Updated: August 12, 2019 7:26:55 pm
Today, Mars is a cold and dry world but many scientists believe it carried water billions of years ago. A new study on the impact craters found on the surface of Mars suggests that if the red planet harboured water, it could have experienced a “mega-tsunami” that shaped the planet. This study focuses on the identification of impact craters that impacted into the ocean and are likely to have produced the tsunami. The research analysed a meteor impact site called Lomonosov, which is 120 kilometres deep, the same height as the estimated depth of the ocean.
The impact crater strongly resembles the similar marine impact sights on Earth, and so the researchers believe that this specific impact site must have been the ground zero for the “mega-tsunami” that would have ploughed across the surface of Mars. Researchers believe that the hole in the southern lip of the crater could have been the result of the ocean roaring back from that direction.
Notably, scientists do not have definitive proof that Mars once carried oceans like Earth billions of years ago or contained water.
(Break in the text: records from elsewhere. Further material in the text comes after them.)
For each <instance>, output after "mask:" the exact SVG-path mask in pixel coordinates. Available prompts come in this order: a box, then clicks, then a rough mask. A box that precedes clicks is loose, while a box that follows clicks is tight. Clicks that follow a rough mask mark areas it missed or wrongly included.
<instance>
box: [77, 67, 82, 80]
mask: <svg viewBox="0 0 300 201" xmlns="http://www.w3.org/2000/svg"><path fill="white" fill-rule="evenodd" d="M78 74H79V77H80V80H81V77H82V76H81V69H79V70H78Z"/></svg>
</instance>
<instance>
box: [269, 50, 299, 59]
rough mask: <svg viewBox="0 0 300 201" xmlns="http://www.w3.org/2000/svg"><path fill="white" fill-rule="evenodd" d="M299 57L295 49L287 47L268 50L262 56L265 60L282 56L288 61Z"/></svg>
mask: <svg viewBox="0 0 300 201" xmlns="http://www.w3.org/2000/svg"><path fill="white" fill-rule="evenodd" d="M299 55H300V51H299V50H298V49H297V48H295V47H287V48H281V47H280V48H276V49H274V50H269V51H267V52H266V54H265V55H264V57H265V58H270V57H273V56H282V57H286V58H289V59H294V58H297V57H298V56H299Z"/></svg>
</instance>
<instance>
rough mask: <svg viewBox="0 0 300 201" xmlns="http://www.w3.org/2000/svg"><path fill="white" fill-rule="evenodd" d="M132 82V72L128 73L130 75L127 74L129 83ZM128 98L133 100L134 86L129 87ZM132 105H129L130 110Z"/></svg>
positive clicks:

Scientists say they need more data to confirm the Mars ocean theory but if the red planet really carried ocean, the Lomonosov crater could be the point where the planet once held an ocean.
The author of the study, Francois Costard writes in the paper, “The orientations of the associated lobate deposits — a conspicuous type of landforms called Thumbprint Terrain — suggests that if an impact event triggered the mega‐tsunami, the most likely location of the source crater is within the northern plains regions situated north of Arabia Terra.”
While earlier evidence hinted that the ocean’s shores were shaped by at least one impact in the same general area as the Lomonosov crater, this study has narrowed things down to a specific impact site.
The researchers selected 10 complex impact craters, based on their diameters, location, and geomorphic characteristics. Of those, the Late Hesperian Lomonosov crater, which is around 120 km in diameter, exhibits a unique topographic plan view asymmetry when compared to other similar‐sized and similar‐aged craters in the northern plains such as Micoud, Korolev, and Milankovic.
“We attribute its broad and shallow rim, in part, to an impact into a shallow ocean as well as its subsequent erosion from the collapsing transient water cavity,” says Costard.
The study claims that the likely marine formation of the Lomonosov crater, and the apparent agreement in its age with that of the Thumbprint Terrain unit, strongly suggests that it was the source crater of the tsunami.